Alcune, alcuni di loro decidono dopo la bocciatura di cambiare indirizzo di studi. Altri ci riprovano e vanno meglio: sono diventati più grandi, hanno imparato a parare i colpi o magari, più semplicemente, è grazie al cambiamento di contesto, una nuova classe, nuovi insegnanti che li fanno sentire meglio. O anche l’aver fatto pace in qualche modo con le circostanze che hanno prodotto disagio, assenze, impossibilità a studiare.
Chiunque si ponga a riflettere seriamente su questo fenomeno non può non arrivare a una conclusione: raramente la bocciatura è “soltanto” la conseguenza di un mancato impegno. C’è altro e questo altro è quello di cui la politica e la cultura, quando si occupano di scuola, dovrebbero preoccuparsi. Ma sappiamo che non è così. Sappiamo, e ogni giorno lo sappiamo meglio, con una prova in più, che a questo governo di ripetenze, dispersione, della sorte dei ragazzi e delle ragazze a rischio, della loro espulsione dal sistema scolastico importa assai poco.
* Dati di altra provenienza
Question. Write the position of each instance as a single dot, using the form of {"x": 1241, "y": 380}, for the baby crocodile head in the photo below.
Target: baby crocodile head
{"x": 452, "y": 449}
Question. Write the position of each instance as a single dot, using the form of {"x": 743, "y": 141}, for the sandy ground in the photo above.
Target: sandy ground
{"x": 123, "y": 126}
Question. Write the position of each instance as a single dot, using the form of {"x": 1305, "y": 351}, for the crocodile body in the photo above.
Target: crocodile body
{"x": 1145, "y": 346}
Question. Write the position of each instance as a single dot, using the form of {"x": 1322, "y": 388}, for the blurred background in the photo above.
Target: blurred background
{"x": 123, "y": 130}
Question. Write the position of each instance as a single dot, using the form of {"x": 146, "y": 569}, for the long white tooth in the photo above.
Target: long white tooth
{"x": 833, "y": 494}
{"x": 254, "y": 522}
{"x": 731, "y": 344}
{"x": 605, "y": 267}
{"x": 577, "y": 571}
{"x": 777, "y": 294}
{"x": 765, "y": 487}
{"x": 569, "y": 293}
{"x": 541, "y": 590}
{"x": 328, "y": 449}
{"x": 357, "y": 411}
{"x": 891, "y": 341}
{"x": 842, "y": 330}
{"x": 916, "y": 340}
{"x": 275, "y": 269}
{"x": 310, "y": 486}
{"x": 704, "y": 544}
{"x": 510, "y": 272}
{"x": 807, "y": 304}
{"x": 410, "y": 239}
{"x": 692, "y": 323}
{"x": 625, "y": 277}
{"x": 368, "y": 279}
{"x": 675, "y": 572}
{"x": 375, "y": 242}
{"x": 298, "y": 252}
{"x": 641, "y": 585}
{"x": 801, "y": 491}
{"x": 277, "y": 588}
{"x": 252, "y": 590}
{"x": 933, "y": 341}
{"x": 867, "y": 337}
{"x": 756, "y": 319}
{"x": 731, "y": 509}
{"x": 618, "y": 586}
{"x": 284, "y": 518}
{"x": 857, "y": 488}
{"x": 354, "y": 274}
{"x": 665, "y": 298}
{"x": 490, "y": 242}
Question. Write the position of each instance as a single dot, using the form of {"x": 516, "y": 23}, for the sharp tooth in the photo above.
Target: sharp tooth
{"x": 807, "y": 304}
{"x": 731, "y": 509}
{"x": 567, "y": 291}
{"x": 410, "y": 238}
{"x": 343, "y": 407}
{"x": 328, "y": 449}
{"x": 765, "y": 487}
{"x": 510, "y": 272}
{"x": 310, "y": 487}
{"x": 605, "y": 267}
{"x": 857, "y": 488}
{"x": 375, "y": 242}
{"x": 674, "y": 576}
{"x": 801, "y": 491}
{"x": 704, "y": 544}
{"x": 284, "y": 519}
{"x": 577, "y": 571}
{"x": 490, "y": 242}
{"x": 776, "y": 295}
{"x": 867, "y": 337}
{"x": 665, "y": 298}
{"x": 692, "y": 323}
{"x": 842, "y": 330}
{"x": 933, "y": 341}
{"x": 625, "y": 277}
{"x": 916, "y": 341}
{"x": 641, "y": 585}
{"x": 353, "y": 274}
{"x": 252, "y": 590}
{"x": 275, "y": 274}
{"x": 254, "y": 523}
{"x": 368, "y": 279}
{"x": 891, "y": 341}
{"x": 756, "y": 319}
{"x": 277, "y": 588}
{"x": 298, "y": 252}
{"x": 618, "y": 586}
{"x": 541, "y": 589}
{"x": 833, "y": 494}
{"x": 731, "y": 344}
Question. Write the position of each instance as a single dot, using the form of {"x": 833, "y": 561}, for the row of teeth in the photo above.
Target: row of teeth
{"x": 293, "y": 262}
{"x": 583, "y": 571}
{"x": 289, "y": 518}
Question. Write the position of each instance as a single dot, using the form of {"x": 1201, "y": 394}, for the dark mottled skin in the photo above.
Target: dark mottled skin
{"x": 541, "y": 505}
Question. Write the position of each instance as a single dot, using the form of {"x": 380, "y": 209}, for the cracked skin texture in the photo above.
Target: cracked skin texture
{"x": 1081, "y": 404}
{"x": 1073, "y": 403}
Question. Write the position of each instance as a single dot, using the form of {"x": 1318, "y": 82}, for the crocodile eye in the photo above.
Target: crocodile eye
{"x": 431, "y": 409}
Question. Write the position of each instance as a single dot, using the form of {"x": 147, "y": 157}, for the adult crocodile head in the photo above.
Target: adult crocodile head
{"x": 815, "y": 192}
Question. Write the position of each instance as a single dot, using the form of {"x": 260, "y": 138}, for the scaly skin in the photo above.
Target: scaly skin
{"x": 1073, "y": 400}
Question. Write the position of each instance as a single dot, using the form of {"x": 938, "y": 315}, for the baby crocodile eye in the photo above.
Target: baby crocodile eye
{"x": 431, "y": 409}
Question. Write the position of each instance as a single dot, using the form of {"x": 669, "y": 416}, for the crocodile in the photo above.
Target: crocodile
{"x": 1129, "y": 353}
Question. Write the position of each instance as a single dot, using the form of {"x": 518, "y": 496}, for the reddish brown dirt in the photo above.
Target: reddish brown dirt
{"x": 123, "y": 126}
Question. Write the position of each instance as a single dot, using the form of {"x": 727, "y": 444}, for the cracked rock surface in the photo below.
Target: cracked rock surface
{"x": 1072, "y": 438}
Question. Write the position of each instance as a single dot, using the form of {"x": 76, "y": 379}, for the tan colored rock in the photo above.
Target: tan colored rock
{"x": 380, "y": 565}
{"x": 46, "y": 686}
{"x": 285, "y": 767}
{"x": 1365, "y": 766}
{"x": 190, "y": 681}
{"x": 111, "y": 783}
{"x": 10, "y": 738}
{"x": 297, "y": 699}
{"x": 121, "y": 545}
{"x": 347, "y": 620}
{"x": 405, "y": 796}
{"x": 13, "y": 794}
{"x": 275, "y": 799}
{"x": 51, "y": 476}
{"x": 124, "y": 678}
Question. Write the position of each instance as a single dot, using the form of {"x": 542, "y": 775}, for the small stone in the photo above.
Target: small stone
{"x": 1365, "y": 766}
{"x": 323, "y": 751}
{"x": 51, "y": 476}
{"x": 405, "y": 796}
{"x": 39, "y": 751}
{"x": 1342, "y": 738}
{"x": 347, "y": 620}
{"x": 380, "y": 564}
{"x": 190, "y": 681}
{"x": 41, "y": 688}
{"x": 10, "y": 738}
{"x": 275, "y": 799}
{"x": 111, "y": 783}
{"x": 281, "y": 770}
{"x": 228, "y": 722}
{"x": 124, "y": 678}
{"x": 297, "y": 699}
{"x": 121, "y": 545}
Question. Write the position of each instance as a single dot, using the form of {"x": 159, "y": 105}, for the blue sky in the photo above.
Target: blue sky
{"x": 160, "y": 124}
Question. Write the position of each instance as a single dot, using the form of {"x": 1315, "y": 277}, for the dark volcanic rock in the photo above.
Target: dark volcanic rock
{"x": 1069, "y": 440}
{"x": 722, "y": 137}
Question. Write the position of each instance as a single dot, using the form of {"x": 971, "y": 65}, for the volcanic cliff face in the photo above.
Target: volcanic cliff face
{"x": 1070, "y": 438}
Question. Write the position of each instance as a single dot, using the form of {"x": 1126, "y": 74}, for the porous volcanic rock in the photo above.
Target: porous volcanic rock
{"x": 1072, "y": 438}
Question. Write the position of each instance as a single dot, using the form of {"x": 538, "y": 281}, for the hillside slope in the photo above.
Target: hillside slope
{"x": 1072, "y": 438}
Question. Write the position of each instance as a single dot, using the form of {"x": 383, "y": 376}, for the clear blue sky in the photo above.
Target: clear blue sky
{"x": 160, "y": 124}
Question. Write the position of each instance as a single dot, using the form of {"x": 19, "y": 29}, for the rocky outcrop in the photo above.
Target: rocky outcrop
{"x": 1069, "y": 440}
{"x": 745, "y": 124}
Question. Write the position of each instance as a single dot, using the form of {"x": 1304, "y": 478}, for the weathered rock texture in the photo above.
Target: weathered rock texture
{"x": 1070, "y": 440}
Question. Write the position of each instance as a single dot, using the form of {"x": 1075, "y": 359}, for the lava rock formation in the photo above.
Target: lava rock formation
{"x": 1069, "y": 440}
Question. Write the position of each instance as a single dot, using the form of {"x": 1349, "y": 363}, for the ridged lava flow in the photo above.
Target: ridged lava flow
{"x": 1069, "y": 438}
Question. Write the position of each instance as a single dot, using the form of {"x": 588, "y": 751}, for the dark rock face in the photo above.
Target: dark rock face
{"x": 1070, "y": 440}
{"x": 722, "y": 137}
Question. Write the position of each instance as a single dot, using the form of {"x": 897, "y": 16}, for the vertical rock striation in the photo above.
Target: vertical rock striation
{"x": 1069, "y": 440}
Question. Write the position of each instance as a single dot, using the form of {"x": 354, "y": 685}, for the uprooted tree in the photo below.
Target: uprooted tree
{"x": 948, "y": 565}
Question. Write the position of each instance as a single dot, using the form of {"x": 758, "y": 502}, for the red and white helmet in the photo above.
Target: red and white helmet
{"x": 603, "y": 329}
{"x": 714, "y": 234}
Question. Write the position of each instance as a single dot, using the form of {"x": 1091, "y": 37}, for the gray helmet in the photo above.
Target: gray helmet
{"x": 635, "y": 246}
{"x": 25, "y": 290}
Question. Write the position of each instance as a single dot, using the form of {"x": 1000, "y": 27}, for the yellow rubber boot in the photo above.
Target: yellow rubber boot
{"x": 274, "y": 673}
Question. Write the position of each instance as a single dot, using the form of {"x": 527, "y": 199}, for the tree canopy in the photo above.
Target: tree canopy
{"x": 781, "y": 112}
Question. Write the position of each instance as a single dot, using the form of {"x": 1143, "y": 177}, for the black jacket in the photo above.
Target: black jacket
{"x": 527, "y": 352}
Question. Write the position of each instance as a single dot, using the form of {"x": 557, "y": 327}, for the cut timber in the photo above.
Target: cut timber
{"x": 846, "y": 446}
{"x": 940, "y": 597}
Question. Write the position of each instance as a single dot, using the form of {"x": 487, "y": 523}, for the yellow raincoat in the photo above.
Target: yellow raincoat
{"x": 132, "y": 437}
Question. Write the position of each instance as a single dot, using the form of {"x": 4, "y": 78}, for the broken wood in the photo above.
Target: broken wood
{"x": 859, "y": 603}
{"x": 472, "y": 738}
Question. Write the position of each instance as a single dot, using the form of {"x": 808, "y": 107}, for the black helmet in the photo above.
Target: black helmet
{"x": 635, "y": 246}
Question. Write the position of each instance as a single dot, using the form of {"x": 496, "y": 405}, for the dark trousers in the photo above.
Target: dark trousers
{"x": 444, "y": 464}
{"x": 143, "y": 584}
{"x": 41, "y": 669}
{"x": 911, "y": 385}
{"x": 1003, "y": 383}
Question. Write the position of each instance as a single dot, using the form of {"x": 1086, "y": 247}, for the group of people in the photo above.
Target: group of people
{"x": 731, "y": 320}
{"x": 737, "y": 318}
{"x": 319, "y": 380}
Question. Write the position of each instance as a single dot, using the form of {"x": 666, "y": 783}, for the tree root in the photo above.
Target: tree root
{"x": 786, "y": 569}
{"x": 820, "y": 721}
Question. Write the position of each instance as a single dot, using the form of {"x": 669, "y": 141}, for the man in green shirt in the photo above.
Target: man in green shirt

Non c’è niente di più rivelatore di una legge di bilancio per verificarlo. Nella bozza per il 2026 c’è scritto infatti che, se hai perso un anno, non ti “meriti” niente. Per questo ti sarà negata la Carta valore (che brutto nome), cioè quello che si chiamava Bonus cultura: una cifra da spendere una tantum per libri, concerti, film, spettacoli teatrali, ecc. Secondo il governo va data solo a chi arriva all’anno della maturità senza aver compiuto 19 anni. Quindi a chi non è mai stato bocciato. Un provvedimento che sembra uscito dalla penna di Charles Dickens. Mi chiedo che faccia abbia lo Scrooge del Bilancio che, per risparmiare, non porta “i regali” ai ragazzi ripetenti, a rischio abbandono.
Come è stato notato questo significa che circa un quarto dei ragazzi e delle ragazze non potrà accedervi perché in Italia, secondo Invalsi, solo il 73% degli studenti chiude il ciclo secondario di secondo grado in cinque anni. Il 10,4% viene bocciato; il 9,4% abbandona il percorso scolastico prima del diploma (dato Invalsi), in gran parte durante il biennio delle superiori.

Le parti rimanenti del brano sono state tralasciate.